The concept of Size-Specific Dose Estimates (SSDE) for refining computed tomography (CT) dosimetry has been proposed in the Report of the American Association of Physicists in Medicine (AAPM) Task Group 204.[1] The present conventional metrics for determining patient exposure in CT applications are the volume Computed Tomography Dose Index (CTDIvol) and Dose Length Product (DLP),
which do not take patient size into account.
Tube current modulation (TCM) functionality is used in most CT examinations to achieve consistent clinical image quality independent of patient size,
resulting in a natural scatter in CTDIvol and DLP,
dependent on patient size.
Clinical audit and optimization work is thus not straightforward using the CTDIvol and DLP metrics.
See Fig.
1 for example of CTDIvol scatter for a cohort 218 of thorax CT examinations.
Estimation of the SSDE is done in two steps; first,
patient size is determined from the actual CT images,
using either the localizer radiograph(s) or axial images.

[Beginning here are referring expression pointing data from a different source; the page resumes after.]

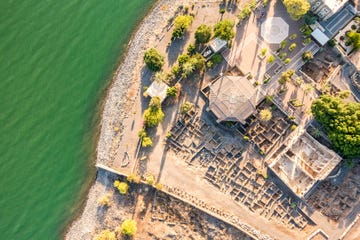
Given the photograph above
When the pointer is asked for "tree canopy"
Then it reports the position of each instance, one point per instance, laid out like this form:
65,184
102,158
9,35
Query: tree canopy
224,30
286,76
297,8
341,123
128,227
181,24
123,187
153,59
203,34
307,56
106,235
354,38
265,114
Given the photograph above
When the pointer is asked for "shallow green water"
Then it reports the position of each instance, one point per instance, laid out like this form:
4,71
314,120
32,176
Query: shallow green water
56,59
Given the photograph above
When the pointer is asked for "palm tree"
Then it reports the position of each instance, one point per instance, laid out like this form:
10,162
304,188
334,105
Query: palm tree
265,114
188,68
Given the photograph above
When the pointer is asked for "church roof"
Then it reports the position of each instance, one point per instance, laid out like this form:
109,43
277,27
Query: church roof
232,98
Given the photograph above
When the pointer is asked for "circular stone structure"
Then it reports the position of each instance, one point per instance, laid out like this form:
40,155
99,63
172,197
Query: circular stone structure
274,30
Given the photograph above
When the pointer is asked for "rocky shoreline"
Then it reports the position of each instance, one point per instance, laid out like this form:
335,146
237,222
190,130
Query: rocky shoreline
117,107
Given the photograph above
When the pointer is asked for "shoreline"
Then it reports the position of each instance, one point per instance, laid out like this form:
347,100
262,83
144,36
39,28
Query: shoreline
113,105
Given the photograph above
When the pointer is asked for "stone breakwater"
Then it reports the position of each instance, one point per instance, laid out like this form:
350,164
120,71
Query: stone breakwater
118,102
118,107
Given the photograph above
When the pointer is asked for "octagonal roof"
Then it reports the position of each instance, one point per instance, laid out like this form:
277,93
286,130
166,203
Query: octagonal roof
274,30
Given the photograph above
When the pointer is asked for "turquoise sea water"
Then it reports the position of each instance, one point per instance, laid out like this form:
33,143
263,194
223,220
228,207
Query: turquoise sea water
56,59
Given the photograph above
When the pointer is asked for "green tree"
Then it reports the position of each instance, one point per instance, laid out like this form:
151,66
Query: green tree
286,76
171,91
123,187
224,30
128,227
181,24
155,103
296,8
271,59
150,179
106,235
186,107
292,46
354,38
203,34
341,122
265,114
104,200
188,68
146,142
153,59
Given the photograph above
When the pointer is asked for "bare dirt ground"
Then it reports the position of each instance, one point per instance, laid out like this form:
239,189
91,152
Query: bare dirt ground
158,215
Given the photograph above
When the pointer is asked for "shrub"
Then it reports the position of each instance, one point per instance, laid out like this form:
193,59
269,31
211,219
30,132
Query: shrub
142,133
216,58
263,52
203,34
106,235
187,69
128,227
146,142
158,186
224,30
244,13
296,102
293,36
104,201
271,59
160,76
307,41
171,91
265,114
176,70
282,55
283,44
354,39
307,56
183,58
181,24
298,81
186,107
133,178
153,117
123,187
292,46
191,50
286,76
150,179
341,122
153,59
269,98
332,43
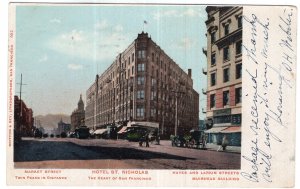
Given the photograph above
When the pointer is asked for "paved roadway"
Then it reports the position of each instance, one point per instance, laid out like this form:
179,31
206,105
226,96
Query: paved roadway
102,154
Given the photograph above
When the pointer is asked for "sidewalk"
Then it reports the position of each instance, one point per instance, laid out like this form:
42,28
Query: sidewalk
231,149
210,146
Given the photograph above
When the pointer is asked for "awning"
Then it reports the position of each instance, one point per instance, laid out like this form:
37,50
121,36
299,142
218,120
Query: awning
122,130
215,130
100,131
233,129
143,124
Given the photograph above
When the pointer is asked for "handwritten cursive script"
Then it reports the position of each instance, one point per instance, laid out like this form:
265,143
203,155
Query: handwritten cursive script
268,80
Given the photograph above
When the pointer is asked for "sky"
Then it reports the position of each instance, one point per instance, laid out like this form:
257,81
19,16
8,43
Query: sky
60,49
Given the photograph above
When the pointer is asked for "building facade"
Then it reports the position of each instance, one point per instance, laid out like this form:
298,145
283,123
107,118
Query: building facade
78,115
143,84
224,72
23,118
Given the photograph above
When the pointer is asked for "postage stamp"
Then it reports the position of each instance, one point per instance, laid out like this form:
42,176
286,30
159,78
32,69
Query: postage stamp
185,95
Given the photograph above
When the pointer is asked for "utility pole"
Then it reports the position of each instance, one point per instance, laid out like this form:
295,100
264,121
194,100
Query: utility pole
20,116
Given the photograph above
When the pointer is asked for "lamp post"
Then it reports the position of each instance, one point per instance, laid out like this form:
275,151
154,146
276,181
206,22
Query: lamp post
176,109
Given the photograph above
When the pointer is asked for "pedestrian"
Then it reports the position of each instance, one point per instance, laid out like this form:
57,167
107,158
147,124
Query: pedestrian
147,140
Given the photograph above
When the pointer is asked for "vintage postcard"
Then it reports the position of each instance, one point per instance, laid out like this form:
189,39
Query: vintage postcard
161,95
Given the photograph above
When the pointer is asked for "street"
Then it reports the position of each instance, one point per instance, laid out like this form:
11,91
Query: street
112,154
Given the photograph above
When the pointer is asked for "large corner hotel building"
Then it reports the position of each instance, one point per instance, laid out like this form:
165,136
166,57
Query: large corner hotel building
143,84
224,72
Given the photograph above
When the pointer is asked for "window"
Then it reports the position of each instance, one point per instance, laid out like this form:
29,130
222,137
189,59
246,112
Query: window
141,80
212,100
142,54
238,69
238,48
153,95
141,94
240,21
213,59
226,75
213,79
140,111
226,29
141,67
132,58
153,82
213,37
225,98
238,95
226,55
153,112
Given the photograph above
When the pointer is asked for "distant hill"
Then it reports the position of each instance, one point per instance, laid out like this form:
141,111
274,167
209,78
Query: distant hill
50,121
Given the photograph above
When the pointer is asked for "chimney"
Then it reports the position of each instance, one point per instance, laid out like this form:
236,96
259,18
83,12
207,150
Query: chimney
190,73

When patient size is known,
the Report of AAPM Task Group 204 supplies correction factors,
f,
tabulated per patient size,
which are used together with the CTDIvol to determine the SSDE,
i.e.
SSDE=f∙CTDIvol.
Physical patient size,
in cm,
is easily determined manually from a patient image,
e.g.
by a measurement tool in PACS.
However,
this is not feasible in large-scale optimization and clinical audit projects.
Furthermore,
as detailed in the Report of AAPM Task Group 220,
a more robust metric for estimating patient exposure via the SSDE is the water equivalent diameter (WED),
which determines patient size as equivalent thickness of X-ray beam attenuation in water.
The WED is particularly well suited for making the SSDE robust in comparisons of patient exposure between different anatomical regions,
e.g.
thorax and abdomen,
where physical patient size may be very similar but the attenuation properties varies considerably due to tissue density.
The WED cannot be determined manually from patient images,
nor is it feasible to use the less robust metric given by patient physical size in large-scale projects,
as previously discussed.
In this work we,
therefore,
present results from a software solution,
which is part of the REMbox framework (Dicom Port AB,
Umeå,
Sweden),
for determining the SSDE via automated image segmentation.
Furthermore,
when working in the image domain other quality assurance related metrics can be determined,
e.g.
evaluation of patient centring in CT examinations.
Patient centring in CT has been discussed for a long time from an optimization and quality assurance perspective,
due to complex relations between bow-tie filter X-ray beam shaping and TCM.
Optimal functionality with regard to both clinical image quality and patient exposure should be achieved if the patient is perfectly centred in the CT gantry.